Einerseits schafft es der Film - im Gegensatz zu „Bakara“ und „Samsara“ - Esoterik und Kitsch haarscharf zu umschiffen. Scheinen die Einstellungen zu mancher Zeit zwar sehr glattpoliert und gehübscht, eröffnet der Film durch die spärliche Narration, den Schnitt und die handliche Laufzeit von 74 Minuten eine knackige und kurzweilige Diskussion mit einer beachtlichen Ästhetik. Dies hat allerdings zum Nachteil, dass der Tiefgang, den Filme wie „Fitzcarraldo“oder „Koyaanisqatsi“ besitzen, an manchen Stellen verloren geht und die Philosophie oft an der Oberfläche kratzt. Außerdem wurde etwas die Chance verschenkt, einen einprägsamen und unterstützenden Score zu entwickeln. Und Vivaldis „Vier Jahreszeiten“ scheinen eine zu offensichtliche Wahl der Untermalung, als dass im Gezeigten noch viel mehr erfahren werden könnte, als von den Machern intendiert.

Szene aus Mountain
Szene aus Mountain © dcm
Als positive Überraschung zu verzeichnen bleiben aber die anfangs gezeigten selbstreflektiven Passagen der Aufnahmen, die leider nach dem Vorspann verschwinden. Ein weiterer Schuss „Cinema verité“ hätte dem Film durchaus gut getan und ihn klar bereichert.

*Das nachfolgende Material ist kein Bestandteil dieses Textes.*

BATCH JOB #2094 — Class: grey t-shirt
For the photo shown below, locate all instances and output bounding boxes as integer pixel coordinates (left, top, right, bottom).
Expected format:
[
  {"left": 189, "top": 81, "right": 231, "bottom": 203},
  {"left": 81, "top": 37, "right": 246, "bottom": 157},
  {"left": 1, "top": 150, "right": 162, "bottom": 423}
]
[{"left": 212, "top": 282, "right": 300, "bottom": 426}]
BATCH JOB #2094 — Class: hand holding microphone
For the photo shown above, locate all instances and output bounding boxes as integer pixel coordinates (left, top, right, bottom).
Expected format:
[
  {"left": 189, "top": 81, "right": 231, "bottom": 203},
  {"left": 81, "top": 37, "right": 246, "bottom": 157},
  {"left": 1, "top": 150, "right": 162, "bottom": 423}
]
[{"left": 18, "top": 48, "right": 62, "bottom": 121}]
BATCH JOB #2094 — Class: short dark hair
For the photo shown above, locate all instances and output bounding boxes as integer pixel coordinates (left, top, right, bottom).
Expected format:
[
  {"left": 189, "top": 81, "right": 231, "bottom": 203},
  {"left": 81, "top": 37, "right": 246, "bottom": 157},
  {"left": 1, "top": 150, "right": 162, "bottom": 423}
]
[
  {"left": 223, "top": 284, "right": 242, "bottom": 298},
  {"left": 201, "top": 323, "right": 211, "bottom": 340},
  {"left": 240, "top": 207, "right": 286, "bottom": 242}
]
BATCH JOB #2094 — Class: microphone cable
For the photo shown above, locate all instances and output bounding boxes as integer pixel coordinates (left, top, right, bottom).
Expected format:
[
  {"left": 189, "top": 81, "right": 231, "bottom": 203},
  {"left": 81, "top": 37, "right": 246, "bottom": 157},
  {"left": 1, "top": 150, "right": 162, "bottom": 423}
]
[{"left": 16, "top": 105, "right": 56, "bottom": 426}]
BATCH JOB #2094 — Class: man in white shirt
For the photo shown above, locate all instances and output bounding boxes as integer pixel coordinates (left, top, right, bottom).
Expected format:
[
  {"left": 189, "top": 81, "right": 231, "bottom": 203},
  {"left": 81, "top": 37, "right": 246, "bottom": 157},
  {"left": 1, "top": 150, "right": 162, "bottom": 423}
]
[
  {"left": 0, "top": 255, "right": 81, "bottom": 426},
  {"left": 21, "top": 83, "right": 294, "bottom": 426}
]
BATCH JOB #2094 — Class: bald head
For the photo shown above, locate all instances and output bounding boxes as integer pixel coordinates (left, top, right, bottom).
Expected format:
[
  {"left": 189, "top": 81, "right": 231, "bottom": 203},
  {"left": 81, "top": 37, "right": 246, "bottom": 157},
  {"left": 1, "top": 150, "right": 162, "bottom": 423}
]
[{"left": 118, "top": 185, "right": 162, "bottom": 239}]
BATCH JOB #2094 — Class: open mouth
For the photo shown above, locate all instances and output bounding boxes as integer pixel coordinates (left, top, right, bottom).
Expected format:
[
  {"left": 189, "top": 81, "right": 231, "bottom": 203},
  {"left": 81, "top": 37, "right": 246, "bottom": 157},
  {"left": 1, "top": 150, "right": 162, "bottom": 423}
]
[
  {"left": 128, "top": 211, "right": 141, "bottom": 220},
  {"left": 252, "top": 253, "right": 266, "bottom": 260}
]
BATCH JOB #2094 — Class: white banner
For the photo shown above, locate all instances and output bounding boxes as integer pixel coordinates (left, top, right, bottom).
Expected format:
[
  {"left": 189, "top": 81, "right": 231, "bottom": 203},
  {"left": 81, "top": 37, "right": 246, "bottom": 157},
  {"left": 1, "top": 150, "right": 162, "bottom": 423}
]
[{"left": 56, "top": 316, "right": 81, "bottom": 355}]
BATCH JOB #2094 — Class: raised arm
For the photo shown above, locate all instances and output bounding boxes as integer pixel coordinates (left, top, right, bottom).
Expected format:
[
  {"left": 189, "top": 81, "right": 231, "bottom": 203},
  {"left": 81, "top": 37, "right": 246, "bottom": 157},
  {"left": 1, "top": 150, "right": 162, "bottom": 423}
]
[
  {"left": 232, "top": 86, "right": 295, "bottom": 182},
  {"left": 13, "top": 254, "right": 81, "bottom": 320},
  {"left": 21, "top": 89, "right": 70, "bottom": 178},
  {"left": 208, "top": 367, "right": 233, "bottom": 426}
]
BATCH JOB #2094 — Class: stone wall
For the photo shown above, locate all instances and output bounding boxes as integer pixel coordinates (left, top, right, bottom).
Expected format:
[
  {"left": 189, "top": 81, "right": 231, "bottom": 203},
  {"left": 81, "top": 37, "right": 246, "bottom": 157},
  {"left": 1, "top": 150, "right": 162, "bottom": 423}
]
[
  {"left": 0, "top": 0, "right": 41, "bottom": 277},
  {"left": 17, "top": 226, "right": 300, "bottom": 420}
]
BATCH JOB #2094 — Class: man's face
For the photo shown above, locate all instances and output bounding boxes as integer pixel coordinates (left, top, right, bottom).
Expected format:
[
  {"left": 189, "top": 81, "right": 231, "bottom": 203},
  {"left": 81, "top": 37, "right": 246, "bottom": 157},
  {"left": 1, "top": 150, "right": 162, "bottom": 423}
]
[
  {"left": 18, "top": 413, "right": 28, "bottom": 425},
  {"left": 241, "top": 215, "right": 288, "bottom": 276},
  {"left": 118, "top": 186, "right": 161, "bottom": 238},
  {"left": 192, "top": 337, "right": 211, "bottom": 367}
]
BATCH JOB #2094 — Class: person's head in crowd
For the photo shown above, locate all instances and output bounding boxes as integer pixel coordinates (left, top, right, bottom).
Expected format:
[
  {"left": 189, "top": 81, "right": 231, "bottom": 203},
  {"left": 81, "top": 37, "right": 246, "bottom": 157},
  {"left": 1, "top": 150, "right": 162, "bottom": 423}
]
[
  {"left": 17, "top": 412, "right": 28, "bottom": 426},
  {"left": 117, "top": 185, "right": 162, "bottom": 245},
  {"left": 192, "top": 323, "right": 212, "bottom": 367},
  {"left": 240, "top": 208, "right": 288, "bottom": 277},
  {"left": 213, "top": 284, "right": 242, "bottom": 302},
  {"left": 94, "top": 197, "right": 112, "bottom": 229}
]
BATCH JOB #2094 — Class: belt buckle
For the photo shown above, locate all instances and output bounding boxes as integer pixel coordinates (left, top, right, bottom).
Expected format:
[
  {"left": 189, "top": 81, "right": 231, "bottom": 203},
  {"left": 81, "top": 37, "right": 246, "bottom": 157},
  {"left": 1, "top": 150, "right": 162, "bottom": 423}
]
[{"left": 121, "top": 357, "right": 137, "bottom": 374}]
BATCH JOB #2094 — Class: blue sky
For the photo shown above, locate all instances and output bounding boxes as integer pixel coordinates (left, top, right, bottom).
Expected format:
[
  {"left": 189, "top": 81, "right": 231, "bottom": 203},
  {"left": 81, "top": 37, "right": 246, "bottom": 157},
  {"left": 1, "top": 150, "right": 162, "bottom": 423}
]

Das alles ändert aber nichts daran, dass „MOUNTAIN“ eine schön photographierte und beeindruckende Tour darstellt, die zwar keinen tiefschürfenden Diskurs eröffnet, aber interessante Überlegungen in einer handlichen und gut konsumierbaren Erfahrung darstellt. So bleibt der Film auch im besten Sinne familiengerecht und kann auch Schaulustigen einen netten Abend bieten. Und wen danach das Berg(-film)-Fieber gepackt hat, der hat genug Anhaltspunkten mit den deutlich raueren und mehr fordernden „Gasherbrum - der leuchtende Berg“ oder der Experimental-Odyssee „The Holy Mountain“. Es ist immerhin schon ein Erfolg, dass ein groß angelegter Essayfilm überhaupt Aufmerksamkeit und eine Heimkinoauswertung erhält - denn davon gibt es eindeutig nicht mehr genug.

Szene aus Mountain
Szene aus Mountain © dcm
Bild:
Die BD-Auswertung kann voll punkten. Auch wenn der Film darum bettelt, in einem Kinosaal gesehen zu werden, kann jeder, der einen halbwegs modernen Fernseher oder sogar einen Beamer besitzt, sich von der Ästhetik beeindrucken lassen, die integralen Teil des Ganzen ausmacht. Für eine Standard Blu-Ray ist der optische Aspekt weit über das Maß hinaus, das man erwarten kann.

Ton:
5.1 Sound in Deutscher und Englischer Sprache, obwohl klar gesagt werden sollte, dass es ein Muss ist, den Film im Original zu sehen. Selbst für diejenigen, die der englischen Sprache nicht hundertprozentig Herr sind, sollte der Film funktionieren, da die O-Ton Segmente spärlich gesät sind und die deutsche UT-Spur leistet für die restlichen Unkenntnisse (oder Verständnisprobleme durch Dafoes doch recht eigene Sprechweise) formidable Abhilfe.

Extras:
„Lediglich“ ein Making-Of. Aber es gibt auch nicht sonderlich viele Extras, die einen Film dieser Art noch bereichern könnten, also kann man hier mal ein Auge zudrücken. Für einen 74-Minuten Film kann man nicht erwarten, dass eine Standard-BD vollgepackt mit Bonusmaterial ist, das am Ende vielleicht noch vom Hauptfilm ablenkt.


Fazit:
Leichtherzige und unterhaltsame Erfahrung im besten Sinne. Kein bahnbrechendes Meisterwerk, aber „MOUNTAIN“ hält absolut, was er verspricht.